Le Sénégal semble mieux armé pour former une main-d’œuvre adaptée à ces nouveaux besoins. Quasi absente des enjeux d’adéquation entre formation et emploi, l’université publique s’est effacée à partir des années 1990 au profit d’un secteur privé foisonnant.

En Côte d’Ivoire, une sixième université publique devrait ouvrir ses portes en septembre 2020 avec des cursus en architecture, en urbanisme ou en développement durable

Alors que la Côte d’Ivoire se démarque à travers les cursus publics en ingénierie de l’Institut national polytechnique Félix-Houphouët-Boigny de Yamoussoukro notamment, le Sénégal propose une offre plus complète grâce au privé. L’Institut supérieur de management (ISM) de Dakar, ou encore l’Institut africain du management (IAM) sont reconnus dans toute l’Afrique de l’Ouest.

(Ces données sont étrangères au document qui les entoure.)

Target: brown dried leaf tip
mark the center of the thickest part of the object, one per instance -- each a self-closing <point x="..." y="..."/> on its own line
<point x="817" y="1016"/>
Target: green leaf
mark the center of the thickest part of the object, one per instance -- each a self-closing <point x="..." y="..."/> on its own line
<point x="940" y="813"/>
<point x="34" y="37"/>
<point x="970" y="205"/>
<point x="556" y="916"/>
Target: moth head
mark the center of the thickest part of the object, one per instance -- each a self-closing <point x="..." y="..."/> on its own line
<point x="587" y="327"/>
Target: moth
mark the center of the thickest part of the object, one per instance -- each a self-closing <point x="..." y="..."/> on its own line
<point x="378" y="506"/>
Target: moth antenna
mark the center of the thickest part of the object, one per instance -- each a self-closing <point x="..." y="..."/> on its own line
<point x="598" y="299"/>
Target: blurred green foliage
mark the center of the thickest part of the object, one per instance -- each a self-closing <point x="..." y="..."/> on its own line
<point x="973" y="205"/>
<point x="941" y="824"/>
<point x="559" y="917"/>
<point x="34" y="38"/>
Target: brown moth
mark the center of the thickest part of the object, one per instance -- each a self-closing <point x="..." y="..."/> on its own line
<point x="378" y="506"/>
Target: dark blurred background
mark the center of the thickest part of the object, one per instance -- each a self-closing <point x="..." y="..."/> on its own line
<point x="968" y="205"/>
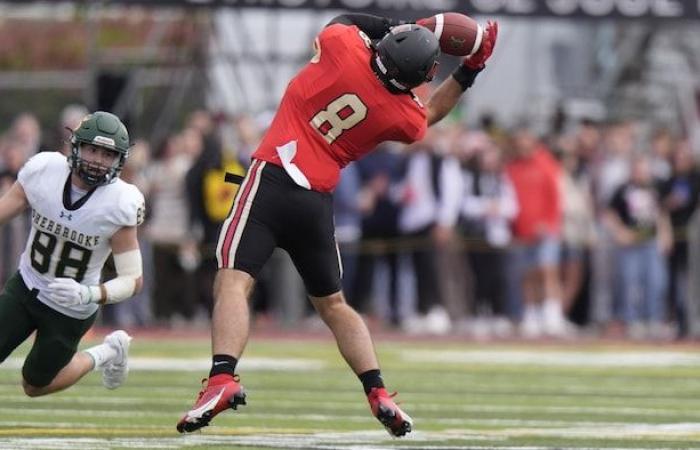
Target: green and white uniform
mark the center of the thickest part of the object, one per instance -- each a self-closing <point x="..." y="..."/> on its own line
<point x="71" y="238"/>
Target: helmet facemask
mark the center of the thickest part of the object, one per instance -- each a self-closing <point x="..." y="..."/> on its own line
<point x="94" y="173"/>
<point x="105" y="131"/>
<point x="406" y="58"/>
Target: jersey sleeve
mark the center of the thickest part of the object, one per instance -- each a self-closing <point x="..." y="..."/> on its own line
<point x="132" y="208"/>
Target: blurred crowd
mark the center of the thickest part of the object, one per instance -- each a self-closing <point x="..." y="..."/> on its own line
<point x="478" y="231"/>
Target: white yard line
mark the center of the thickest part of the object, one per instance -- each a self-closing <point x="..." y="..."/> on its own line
<point x="556" y="358"/>
<point x="349" y="441"/>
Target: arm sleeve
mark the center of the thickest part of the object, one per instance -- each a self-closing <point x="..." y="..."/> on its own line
<point x="373" y="26"/>
<point x="132" y="208"/>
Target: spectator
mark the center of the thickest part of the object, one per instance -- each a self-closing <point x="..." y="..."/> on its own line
<point x="489" y="204"/>
<point x="537" y="232"/>
<point x="679" y="196"/>
<point x="430" y="207"/>
<point x="174" y="255"/>
<point x="642" y="231"/>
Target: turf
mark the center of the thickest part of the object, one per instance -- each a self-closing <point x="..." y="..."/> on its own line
<point x="300" y="395"/>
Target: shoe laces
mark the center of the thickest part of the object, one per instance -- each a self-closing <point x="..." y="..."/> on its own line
<point x="205" y="385"/>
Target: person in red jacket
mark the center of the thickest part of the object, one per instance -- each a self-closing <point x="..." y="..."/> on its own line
<point x="536" y="231"/>
<point x="355" y="93"/>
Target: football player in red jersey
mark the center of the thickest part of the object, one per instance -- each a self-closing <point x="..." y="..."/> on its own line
<point x="354" y="94"/>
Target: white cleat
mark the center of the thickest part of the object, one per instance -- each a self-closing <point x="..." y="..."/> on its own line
<point x="115" y="372"/>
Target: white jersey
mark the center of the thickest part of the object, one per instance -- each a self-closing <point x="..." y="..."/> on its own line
<point x="71" y="239"/>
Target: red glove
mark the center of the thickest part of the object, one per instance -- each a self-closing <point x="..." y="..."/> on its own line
<point x="478" y="59"/>
<point x="424" y="22"/>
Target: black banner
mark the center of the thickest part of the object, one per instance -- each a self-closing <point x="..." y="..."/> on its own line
<point x="622" y="9"/>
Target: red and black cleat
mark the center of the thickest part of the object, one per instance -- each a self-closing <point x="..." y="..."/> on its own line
<point x="221" y="392"/>
<point x="396" y="422"/>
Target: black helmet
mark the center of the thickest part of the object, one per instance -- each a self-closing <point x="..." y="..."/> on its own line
<point x="406" y="57"/>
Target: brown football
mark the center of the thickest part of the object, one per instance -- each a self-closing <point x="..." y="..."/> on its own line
<point x="459" y="35"/>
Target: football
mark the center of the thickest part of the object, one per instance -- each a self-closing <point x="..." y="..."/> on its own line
<point x="459" y="35"/>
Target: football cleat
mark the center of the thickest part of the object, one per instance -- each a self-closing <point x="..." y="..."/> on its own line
<point x="222" y="392"/>
<point x="115" y="371"/>
<point x="396" y="422"/>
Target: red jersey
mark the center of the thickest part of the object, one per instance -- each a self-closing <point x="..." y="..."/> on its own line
<point x="336" y="110"/>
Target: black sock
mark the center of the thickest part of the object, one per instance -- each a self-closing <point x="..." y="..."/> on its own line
<point x="371" y="378"/>
<point x="223" y="364"/>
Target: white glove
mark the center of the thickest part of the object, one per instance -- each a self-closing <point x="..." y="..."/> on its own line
<point x="68" y="292"/>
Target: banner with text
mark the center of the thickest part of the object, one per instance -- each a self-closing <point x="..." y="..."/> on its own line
<point x="624" y="9"/>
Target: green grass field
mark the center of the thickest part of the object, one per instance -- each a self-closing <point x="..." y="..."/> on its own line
<point x="301" y="396"/>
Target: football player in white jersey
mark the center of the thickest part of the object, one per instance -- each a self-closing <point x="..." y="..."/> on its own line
<point x="81" y="212"/>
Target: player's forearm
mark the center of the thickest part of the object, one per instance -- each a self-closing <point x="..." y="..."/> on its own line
<point x="375" y="27"/>
<point x="128" y="282"/>
<point x="443" y="100"/>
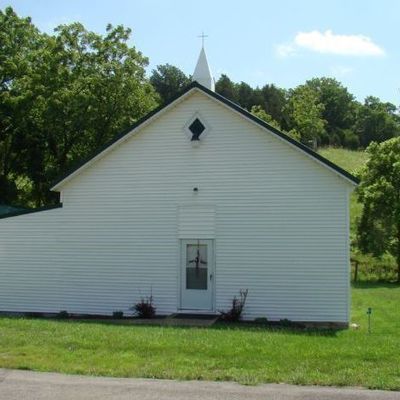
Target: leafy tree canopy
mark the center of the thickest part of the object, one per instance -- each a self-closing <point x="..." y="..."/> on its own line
<point x="77" y="89"/>
<point x="379" y="191"/>
<point x="168" y="81"/>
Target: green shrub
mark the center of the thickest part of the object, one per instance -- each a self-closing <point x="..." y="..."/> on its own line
<point x="118" y="314"/>
<point x="63" y="314"/>
<point x="145" y="308"/>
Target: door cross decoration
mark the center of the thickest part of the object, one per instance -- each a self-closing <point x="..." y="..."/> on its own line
<point x="197" y="260"/>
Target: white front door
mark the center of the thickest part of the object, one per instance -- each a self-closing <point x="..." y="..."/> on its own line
<point x="197" y="274"/>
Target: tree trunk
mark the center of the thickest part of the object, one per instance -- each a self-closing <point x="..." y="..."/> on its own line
<point x="355" y="271"/>
<point x="398" y="252"/>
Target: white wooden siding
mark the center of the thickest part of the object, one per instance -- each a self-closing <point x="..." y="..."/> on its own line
<point x="196" y="222"/>
<point x="280" y="225"/>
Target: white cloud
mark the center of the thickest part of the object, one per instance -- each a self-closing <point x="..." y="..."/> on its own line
<point x="330" y="43"/>
<point x="341" y="70"/>
<point x="285" y="50"/>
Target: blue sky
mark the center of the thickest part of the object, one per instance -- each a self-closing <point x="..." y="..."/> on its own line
<point x="283" y="42"/>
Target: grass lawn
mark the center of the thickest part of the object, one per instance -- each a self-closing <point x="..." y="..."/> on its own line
<point x="244" y="354"/>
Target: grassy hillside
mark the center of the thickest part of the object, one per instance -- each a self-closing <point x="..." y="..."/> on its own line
<point x="350" y="160"/>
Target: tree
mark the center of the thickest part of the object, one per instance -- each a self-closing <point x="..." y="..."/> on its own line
<point x="339" y="108"/>
<point x="274" y="102"/>
<point x="79" y="91"/>
<point x="259" y="112"/>
<point x="168" y="81"/>
<point x="378" y="229"/>
<point x="225" y="87"/>
<point x="376" y="121"/>
<point x="305" y="115"/>
<point x="19" y="40"/>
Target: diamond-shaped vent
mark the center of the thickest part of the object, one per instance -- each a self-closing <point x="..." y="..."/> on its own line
<point x="197" y="128"/>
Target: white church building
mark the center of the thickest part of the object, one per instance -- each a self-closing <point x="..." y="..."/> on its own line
<point x="195" y="202"/>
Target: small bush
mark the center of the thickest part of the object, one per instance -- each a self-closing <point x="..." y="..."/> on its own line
<point x="286" y="322"/>
<point x="261" y="320"/>
<point x="63" y="314"/>
<point x="118" y="314"/>
<point x="145" y="308"/>
<point x="235" y="313"/>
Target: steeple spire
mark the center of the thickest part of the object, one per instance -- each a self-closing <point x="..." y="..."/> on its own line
<point x="202" y="72"/>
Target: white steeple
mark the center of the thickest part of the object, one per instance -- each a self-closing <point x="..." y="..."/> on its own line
<point x="202" y="72"/>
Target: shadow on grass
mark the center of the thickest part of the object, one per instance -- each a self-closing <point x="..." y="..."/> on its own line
<point x="158" y="323"/>
<point x="375" y="285"/>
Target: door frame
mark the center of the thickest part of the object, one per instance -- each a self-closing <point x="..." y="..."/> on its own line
<point x="181" y="264"/>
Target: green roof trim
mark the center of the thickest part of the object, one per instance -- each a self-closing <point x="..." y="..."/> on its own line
<point x="30" y="211"/>
<point x="8" y="209"/>
<point x="230" y="104"/>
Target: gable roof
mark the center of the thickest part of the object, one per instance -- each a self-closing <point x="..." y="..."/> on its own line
<point x="195" y="85"/>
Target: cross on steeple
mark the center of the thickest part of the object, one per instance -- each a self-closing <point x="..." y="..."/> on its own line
<point x="202" y="36"/>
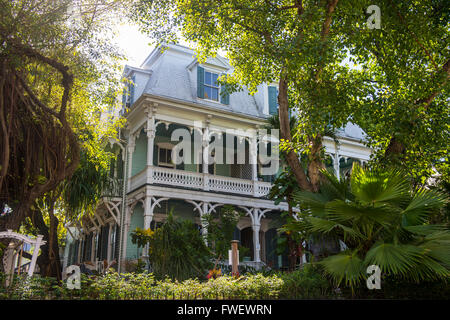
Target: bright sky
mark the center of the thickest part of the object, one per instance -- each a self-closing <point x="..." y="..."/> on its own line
<point x="134" y="44"/>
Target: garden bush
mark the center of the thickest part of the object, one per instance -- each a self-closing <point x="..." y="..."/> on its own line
<point x="138" y="286"/>
<point x="306" y="283"/>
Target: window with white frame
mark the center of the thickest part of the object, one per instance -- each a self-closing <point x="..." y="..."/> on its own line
<point x="211" y="86"/>
<point x="165" y="157"/>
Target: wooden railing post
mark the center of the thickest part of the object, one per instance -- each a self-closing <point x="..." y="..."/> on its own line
<point x="234" y="257"/>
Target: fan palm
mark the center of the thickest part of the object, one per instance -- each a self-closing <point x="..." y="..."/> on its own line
<point x="381" y="221"/>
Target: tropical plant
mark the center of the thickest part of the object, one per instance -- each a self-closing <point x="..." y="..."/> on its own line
<point x="176" y="249"/>
<point x="398" y="91"/>
<point x="381" y="221"/>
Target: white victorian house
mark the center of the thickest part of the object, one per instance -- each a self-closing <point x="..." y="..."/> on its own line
<point x="169" y="95"/>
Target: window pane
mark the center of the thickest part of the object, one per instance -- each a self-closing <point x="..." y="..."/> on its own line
<point x="162" y="155"/>
<point x="207" y="92"/>
<point x="215" y="94"/>
<point x="208" y="78"/>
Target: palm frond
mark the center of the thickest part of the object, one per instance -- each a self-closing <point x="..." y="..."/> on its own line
<point x="345" y="267"/>
<point x="419" y="208"/>
<point x="395" y="259"/>
<point x="372" y="186"/>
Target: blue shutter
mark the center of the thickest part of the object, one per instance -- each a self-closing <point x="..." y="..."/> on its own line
<point x="224" y="95"/>
<point x="273" y="100"/>
<point x="132" y="85"/>
<point x="237" y="234"/>
<point x="200" y="82"/>
<point x="124" y="98"/>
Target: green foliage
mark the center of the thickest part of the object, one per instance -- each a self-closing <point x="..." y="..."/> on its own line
<point x="306" y="283"/>
<point x="391" y="81"/>
<point x="131" y="286"/>
<point x="382" y="222"/>
<point x="177" y="250"/>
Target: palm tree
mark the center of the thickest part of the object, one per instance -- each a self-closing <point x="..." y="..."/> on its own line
<point x="381" y="221"/>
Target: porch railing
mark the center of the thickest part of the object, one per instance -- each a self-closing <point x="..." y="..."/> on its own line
<point x="196" y="180"/>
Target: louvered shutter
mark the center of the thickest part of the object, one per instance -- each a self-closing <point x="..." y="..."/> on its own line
<point x="200" y="82"/>
<point x="273" y="100"/>
<point x="132" y="85"/>
<point x="224" y="95"/>
<point x="104" y="242"/>
<point x="117" y="243"/>
<point x="237" y="234"/>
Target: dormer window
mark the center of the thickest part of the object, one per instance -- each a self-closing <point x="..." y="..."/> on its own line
<point x="212" y="88"/>
<point x="208" y="88"/>
<point x="128" y="93"/>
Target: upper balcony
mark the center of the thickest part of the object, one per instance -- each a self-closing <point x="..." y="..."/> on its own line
<point x="221" y="153"/>
<point x="200" y="181"/>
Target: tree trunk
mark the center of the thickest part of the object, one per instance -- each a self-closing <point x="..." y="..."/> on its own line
<point x="48" y="260"/>
<point x="285" y="133"/>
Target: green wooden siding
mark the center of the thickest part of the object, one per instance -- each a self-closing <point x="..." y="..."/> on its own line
<point x="200" y="82"/>
<point x="273" y="100"/>
<point x="137" y="220"/>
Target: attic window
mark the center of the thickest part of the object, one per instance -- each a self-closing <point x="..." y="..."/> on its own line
<point x="211" y="86"/>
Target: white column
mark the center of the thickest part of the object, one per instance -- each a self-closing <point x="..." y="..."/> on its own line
<point x="336" y="165"/>
<point x="151" y="132"/>
<point x="254" y="163"/>
<point x="92" y="257"/>
<point x="80" y="244"/>
<point x="37" y="245"/>
<point x="204" y="226"/>
<point x="205" y="145"/>
<point x="336" y="161"/>
<point x="131" y="146"/>
<point x="125" y="230"/>
<point x="109" y="251"/>
<point x="256" y="226"/>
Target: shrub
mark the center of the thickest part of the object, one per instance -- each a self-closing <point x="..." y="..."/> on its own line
<point x="176" y="250"/>
<point x="129" y="286"/>
<point x="306" y="283"/>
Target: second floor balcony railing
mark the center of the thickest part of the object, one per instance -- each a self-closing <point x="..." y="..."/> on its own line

Reste à surveiller les développements à venir. En Côte d’Ivoire, une sixième université publique devrait ouvrir ses portes en septembre 2020 avec des cursus en architecture, en urbanisme ou en développement durable.

Au Sénégal, l’Université du Sine-Saloum, à vocation agricole, délivrera ses premiers enseignements en octobre, et la ville nouvelle de Diamniadio accueillera un campus franco-sénégalais. Conçu pour être un centre d’innovation pédagogique, il attire déjà des établissements français, comme l’Institut Mines-Télécom.